George Millay’s Do’s and Don’t for Entrepreneurs Wanting to Own their Own Park:
- Do: Always try to buy the land you are developing. Leases can be self defeating.
- Don’t lease: Your ideas, hard work and capital first create wealth for the landlord.
- Do: If you cannot purchase the land, get an option to buy the land at a future date at two or three times the original valuation. A landlord will go for an option that he thinks is high. But spinning turnstiles sometimes makes the original number look cheap.
- Don’t: Forget to spend as soon as you ink a deal, spend substantial capital on your attraction.
- Do: Get options to purchase surrounding land. It’s easier to acquire options on surrounding land before the park opens.

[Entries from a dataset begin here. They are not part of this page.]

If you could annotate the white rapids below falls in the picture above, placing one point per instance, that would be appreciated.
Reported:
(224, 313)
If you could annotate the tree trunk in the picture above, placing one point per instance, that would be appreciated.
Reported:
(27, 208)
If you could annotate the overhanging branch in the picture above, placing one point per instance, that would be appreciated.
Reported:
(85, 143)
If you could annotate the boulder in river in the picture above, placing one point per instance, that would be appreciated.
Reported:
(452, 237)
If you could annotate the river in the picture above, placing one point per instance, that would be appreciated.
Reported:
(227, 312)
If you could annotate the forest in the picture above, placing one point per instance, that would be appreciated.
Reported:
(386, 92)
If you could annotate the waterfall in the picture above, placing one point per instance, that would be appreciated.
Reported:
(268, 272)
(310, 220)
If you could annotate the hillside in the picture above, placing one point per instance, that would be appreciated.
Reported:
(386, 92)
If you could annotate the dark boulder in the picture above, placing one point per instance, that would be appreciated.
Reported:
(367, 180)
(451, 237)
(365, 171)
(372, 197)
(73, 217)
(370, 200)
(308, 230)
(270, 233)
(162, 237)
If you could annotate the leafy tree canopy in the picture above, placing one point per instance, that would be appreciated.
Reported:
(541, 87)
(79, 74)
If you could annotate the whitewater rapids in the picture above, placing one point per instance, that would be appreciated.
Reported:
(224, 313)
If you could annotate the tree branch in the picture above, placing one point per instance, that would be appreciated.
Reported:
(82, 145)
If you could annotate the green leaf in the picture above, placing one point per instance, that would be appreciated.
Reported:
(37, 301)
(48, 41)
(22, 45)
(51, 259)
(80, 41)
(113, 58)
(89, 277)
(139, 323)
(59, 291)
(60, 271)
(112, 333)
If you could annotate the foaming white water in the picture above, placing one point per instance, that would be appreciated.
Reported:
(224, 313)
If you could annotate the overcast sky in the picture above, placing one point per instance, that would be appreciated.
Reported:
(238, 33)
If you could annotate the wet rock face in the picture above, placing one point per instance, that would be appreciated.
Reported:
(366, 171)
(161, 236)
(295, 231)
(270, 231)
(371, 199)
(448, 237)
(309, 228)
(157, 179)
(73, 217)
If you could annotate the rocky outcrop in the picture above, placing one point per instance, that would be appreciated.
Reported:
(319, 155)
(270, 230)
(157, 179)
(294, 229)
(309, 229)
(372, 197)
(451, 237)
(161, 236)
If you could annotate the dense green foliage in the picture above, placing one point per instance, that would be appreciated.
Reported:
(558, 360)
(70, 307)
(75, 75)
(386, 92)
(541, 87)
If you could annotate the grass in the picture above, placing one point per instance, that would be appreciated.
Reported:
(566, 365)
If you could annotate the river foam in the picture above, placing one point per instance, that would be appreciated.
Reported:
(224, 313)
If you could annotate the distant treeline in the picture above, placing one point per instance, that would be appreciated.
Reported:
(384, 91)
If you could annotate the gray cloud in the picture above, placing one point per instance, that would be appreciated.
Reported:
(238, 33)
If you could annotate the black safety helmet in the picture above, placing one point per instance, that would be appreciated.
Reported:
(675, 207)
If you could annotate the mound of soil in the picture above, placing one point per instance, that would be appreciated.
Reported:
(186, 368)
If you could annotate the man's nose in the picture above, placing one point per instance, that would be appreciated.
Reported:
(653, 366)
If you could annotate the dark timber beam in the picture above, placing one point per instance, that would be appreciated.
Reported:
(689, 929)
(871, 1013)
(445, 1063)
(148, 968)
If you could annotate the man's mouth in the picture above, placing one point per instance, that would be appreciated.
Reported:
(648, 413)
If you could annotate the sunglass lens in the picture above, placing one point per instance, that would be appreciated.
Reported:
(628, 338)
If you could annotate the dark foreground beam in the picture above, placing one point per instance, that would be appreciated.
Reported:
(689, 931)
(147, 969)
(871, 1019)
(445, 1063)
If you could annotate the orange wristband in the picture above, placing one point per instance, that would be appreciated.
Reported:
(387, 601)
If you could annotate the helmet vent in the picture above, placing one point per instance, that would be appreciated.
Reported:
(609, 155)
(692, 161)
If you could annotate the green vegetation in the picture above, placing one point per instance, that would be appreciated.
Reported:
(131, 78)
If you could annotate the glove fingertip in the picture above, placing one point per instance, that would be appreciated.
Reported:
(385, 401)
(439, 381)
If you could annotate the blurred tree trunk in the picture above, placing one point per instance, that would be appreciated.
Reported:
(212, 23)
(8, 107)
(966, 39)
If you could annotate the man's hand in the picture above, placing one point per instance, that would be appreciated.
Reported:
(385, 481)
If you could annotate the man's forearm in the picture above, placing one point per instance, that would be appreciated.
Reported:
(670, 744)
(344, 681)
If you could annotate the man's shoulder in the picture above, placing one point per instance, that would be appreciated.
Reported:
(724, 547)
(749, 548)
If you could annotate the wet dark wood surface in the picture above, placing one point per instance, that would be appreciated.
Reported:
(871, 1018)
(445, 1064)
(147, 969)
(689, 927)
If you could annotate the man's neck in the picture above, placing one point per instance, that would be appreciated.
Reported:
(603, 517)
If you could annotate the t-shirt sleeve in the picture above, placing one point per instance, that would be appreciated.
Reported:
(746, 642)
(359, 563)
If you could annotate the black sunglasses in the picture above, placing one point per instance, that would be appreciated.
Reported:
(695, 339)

- Do: Remember that more money is usually made on real estate than on park revenues.
- Do: Bargain hard with real estate developers. They act enthusiastic about your deal, but they are really just excited about what your deal will do for their surrounding property. Use your ideas and capital as leverage to get a better deal.
- Do: Get a non-compete on land surrounding your property, and make that agreement as diversified as possible.
- Don’t ever agree to a raise in rent at a future date based on higher revenues. The future is tough to ponder.
- Don’t throw the landlord “a bone” unnecessarily.
- Don’t ever feel sorry for the landlord. Sooner or later he will be your enemy. If he wants a favor, get a concession. His heirs may not be that easy to deal with either.
- Do remember: When a quid pro quo exists, take advantage of it. Give landlords no quarter.
- Don’t: If you take a company public. Don’t treat stock options for your key players lightly.
- Do: Use cash, bonuses, 401k, and salary raises to aid in employee retention.
- Don’t go public just because a market is hot or just because an underwriter wants your business. Some promoters are not suited to running a public company.
- Do remember: When you’re private, you run the company. When you’re a public company, lawyers and accountants have far too much to say. Don’t be at the whim of securites investors. It is better to stay private.
- Do: When forming a new venture, find investors and stockholders who are emotionally and psychologically in sync with you and your objectives.
- Do: When you need capital, get it when you can. But knowing an investor’s goals are important. Keeping investors happy is tough enough but to deal with an emotional investor whose objectives are not the same as yours can be disturbing.
- Go home, look around. Investigate and start dreaming. But don’t make dreams your aim.